Type of school: Public

In 6th grade we were separated by boys and girls. They mostly talked about the human reproductive system and what to expect as we entered puberty. In 9th grade we had a two-week session on sex ed, which covered everything, including intercourse, STDs, contraception, masturbation, porn and its influence on individuals and society, etc.

1979 - 5th grade, I asked my mom. She gave me a dollar and took me to Planned Parenthood. I gave the nice lady the dollar and then I watched a very rudimentary cartoon about flowers, animals and people making babies. (Ummm no cross-species breeding going on.) Nice lady answered my extra questions about menstruation etc.
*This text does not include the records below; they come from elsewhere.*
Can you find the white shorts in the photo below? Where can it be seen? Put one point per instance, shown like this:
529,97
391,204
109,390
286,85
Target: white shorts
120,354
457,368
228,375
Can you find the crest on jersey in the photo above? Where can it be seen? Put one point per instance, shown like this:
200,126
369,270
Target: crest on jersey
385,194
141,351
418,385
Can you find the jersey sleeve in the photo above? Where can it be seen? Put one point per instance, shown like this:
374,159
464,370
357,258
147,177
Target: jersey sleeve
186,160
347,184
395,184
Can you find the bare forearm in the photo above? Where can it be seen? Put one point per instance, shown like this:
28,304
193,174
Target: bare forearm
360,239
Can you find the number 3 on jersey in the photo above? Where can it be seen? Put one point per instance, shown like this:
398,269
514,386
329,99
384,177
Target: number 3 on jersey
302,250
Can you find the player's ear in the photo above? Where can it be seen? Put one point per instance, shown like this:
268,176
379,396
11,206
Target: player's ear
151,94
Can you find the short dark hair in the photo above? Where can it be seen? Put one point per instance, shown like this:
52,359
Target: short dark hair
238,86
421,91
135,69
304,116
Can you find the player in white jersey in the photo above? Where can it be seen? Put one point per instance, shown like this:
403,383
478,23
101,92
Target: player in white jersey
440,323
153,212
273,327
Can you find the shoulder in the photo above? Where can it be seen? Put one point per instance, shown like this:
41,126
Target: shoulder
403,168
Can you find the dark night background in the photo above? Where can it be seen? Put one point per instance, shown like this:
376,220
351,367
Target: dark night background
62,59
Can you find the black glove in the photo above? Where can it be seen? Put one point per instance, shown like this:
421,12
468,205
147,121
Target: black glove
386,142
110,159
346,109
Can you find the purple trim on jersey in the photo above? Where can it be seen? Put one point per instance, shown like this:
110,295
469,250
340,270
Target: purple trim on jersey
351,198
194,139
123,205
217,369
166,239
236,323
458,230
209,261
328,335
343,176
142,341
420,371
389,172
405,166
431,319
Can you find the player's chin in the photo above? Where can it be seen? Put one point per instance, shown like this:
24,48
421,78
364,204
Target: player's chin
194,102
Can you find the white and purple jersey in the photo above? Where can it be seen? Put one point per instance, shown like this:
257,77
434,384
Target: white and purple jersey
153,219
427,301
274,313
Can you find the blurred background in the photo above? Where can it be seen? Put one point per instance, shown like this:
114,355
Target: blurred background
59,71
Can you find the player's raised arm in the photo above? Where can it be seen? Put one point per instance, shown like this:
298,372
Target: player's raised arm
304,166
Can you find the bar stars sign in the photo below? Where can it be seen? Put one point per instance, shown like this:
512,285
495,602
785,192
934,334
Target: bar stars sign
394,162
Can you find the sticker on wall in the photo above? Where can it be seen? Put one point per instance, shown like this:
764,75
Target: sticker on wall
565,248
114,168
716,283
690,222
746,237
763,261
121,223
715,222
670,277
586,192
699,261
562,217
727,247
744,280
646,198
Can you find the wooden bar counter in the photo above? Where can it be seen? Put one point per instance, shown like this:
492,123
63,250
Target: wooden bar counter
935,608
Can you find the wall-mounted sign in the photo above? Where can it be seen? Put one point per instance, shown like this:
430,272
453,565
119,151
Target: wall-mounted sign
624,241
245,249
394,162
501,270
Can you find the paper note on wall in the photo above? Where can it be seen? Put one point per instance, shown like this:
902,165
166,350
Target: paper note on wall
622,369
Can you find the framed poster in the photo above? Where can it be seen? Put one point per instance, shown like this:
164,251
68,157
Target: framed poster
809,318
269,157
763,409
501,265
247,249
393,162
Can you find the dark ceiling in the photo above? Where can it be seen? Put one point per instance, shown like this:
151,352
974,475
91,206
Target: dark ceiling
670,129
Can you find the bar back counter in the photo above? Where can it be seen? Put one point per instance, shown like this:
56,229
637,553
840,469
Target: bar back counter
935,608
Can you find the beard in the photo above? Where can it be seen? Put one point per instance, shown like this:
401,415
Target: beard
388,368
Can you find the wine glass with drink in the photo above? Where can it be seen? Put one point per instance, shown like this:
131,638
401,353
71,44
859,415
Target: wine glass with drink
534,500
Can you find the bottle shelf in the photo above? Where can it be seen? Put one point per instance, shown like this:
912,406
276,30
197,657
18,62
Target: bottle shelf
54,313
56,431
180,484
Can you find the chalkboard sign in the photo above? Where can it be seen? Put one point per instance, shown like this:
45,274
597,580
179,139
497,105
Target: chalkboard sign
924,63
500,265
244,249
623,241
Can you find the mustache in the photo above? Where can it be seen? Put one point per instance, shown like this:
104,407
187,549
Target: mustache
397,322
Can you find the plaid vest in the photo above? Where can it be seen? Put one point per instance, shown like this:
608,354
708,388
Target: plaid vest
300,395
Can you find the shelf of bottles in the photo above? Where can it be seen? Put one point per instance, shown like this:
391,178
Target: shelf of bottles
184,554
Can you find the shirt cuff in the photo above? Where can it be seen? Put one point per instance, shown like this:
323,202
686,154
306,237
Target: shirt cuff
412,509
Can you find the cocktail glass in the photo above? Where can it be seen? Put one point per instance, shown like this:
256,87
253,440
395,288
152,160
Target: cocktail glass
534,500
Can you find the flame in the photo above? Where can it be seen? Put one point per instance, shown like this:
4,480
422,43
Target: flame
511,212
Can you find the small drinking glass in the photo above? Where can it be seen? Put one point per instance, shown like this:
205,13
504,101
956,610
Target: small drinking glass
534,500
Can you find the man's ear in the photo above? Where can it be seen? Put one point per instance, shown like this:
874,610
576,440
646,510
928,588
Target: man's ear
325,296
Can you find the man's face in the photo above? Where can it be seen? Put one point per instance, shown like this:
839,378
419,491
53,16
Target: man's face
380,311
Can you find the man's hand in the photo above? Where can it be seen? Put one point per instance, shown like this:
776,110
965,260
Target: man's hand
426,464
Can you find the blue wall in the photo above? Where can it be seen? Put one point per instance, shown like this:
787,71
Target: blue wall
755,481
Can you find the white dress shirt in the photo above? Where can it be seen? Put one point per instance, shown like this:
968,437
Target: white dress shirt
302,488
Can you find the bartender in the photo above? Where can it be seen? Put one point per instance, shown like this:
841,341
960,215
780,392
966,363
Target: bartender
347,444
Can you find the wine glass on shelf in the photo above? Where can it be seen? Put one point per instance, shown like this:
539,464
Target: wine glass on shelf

She gave me her card and said to call if I needed any other help “down the road” when I had a boyfriend. (I remember thinking that was the silliest thing I’d ever heard. I just saw the movie. What else did I need to know?)

Mom sat in the parking lot the entire time. I walked out, got in the car and we drove home. We never spoke about it, not then, not later.

  1. 5th Grade, 1988.
  2. Suburban elementary school
  3. Public school

For 5th grade, they separated the boys and the girls, and they only taught us the female puberty bit. My mom had already explained most of it to me, so it was kinda boring.

In 6th grade, they kept the class together and explained things in more detail. That was interesting.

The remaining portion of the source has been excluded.